Hasta que un día el tío Lucas no pudo moverse de la cama, porque el reumatismo le hinchaba las coyunturas y le taladraba los huesos.
¡Oh! Y había que comprar medicinas y alimentos; eso sí.
—Hijo, al trabajo, a buscar plata; hoy es sábado.
Y se fué el hijo, solo, casi corriendo, sin desayunarse, a la faena diaria.
Era un bello día de luz clara, de sol de oro. En el muelle rodaban los carros sobre sus rieles, crujían las poleas, chocaban las cadenas. Era la gran confusión del trabajo que da vértigo, el son del hierro, traqueteos por doquiera, y el viento pasando por el bosque de árboles y jarcias de los navíos en grupo.
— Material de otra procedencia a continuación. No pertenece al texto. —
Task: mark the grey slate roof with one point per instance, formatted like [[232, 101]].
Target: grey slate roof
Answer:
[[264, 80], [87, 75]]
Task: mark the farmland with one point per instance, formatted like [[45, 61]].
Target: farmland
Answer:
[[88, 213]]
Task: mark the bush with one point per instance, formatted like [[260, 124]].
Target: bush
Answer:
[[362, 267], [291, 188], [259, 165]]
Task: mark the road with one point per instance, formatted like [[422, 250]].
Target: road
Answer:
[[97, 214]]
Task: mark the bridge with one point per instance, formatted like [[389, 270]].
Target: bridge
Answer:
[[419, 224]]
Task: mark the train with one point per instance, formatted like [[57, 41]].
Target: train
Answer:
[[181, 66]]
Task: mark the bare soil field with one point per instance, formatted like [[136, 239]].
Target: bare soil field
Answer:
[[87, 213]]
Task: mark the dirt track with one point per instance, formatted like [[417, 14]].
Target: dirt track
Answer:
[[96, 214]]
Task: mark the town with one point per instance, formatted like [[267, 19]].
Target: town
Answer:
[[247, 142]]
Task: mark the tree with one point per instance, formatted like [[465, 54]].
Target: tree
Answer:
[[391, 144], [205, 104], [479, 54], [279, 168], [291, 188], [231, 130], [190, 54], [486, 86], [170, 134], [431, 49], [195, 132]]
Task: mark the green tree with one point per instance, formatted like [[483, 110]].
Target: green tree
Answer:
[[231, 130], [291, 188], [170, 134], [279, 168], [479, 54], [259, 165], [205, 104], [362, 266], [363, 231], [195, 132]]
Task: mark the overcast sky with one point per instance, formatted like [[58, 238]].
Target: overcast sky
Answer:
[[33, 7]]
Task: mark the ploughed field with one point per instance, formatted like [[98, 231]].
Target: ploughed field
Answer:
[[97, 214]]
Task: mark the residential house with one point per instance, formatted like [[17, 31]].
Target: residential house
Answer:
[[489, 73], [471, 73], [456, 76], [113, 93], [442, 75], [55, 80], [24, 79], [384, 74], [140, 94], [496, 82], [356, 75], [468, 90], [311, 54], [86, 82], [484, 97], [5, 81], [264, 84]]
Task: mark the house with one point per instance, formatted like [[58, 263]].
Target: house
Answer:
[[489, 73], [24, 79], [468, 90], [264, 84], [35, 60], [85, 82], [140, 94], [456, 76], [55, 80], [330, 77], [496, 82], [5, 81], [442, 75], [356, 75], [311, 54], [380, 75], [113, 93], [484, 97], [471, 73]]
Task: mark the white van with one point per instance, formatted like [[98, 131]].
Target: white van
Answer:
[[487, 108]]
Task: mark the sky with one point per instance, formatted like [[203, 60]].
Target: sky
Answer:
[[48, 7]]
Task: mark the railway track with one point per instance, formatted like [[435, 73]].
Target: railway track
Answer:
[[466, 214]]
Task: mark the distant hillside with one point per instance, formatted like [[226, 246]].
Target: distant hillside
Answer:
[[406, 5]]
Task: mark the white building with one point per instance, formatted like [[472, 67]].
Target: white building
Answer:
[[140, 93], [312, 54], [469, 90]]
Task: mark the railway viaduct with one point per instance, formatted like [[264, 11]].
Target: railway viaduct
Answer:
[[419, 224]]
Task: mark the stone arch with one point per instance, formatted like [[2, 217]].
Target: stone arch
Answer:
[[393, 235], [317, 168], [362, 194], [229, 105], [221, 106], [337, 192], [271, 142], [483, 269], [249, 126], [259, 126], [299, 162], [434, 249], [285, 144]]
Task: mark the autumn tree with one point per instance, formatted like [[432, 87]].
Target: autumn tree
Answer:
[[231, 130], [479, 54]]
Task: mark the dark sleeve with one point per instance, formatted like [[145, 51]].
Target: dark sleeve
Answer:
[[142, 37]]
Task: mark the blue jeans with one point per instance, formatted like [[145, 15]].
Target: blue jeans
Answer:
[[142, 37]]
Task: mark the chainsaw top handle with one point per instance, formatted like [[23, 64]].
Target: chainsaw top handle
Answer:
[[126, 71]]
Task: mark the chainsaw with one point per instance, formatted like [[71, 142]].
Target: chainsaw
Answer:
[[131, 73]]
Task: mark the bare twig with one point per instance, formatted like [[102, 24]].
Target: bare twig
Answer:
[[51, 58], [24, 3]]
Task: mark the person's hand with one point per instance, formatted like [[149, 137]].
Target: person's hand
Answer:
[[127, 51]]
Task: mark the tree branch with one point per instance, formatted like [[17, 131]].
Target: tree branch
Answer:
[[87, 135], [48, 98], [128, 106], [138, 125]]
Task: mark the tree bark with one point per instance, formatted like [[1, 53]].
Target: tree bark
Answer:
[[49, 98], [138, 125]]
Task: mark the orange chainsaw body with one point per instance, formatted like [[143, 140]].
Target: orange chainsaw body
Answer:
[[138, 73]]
Debajo de uno de los pescantes del muelle estaba el hijo del tío Lucas con otros lancheros, descargando a toda prisa. Había que vaciar la lancha repleta de fardos. De tiempo en tiempo bajaba la larga cadena que remata en un garfio, sonando como una matraca al correr con la roldana; los mozos amarraban los bultos con una cuerda doblada en dos, los enganchaban en el garfio, y entonces éstos subían a la manera de un pez en un anzuelo, o del plomo de una sonda, ya quietos, ya agitándose de un lado a otro, como un badajo, en el vacío.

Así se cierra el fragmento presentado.